CILEX’s response also noted that the current proposals do not resolve the certification barriers on copies for consumers who cannot, or choose not to, access legal services digitally. The institute has called for this barrier to be addressed with an additional commitment to amend the Powers of Attorney Act 1971 to enable CILEX Lawyers to certify copies of the original documentation when this is required.

This would “have the added benefit of empowering circa 3,000 additional lawyers to deliver these much-needed services”. Further key points raised by CILEX were:

  • That qualified electronic signatures, an innovative solution to a long-standing problem that causes unnecessary delays and confusion for practitioners, to the detriment of clients, should be adopted and implemented at the earliest opportunity.
  • That the changes have the potential to address practitioners’ concerns that delays to LPA registrations have caused clients and their families “additional stress and worry”, particularly over the COVID period.
  • Modernisation efforts need to remain sensitive to the vulnerabilities of an older client demographic and to ensure that the ability to safeguard against abuse, fraud and undue influence is not hindered as a result of the overhaul.
  • That government should work more closely with the profession to raise awareness of new technologies, to collaborate closely with tech providers in understanding risk assessments and the limitations of any new solutions, and to pilot proposals within client transactions so they can be safely developed for wider adoption in practice.

CILEX Chair, Professor Chris Bones, says:

“Government efforts to modernise the LPA system, using digital systems and solutions, are an important step that will bring the process into the modern age.

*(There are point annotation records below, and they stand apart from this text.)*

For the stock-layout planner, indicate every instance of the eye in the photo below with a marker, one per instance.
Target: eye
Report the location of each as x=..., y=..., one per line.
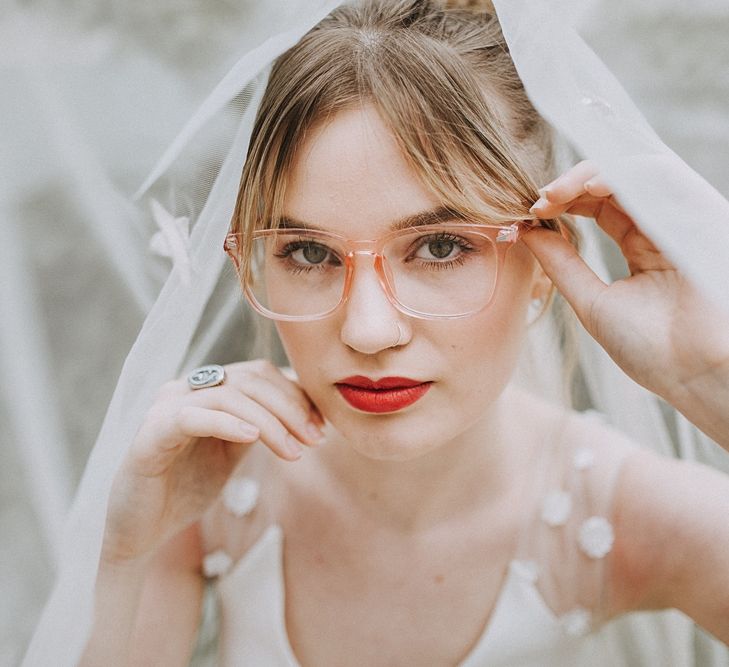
x=310, y=253
x=438, y=249
x=306, y=254
x=442, y=247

“With full engagement with both the legal profession and technology providers, the proposals have the potential to create a more streamlined process that will benefit consumers.  It is also important that it contains the necessary safeguards to protect the vulnerable from exploitation.

“The proposals do not, however, remove the need for the government to change the law on the certification of copies of LPAs as some clients in this market can find digital engagement confusing and disempowering and will continue to require physical copies. We want to see government include in its final proposals a commitment to amend the Powers of Attorney Act 1971 to ensure the benefits in this proposed change extend to all consumers, not just those who utilise digital platforms.”

Other industry figures have raised concerns around fraud and due process. 

No date for the results of the consultation has yet been released.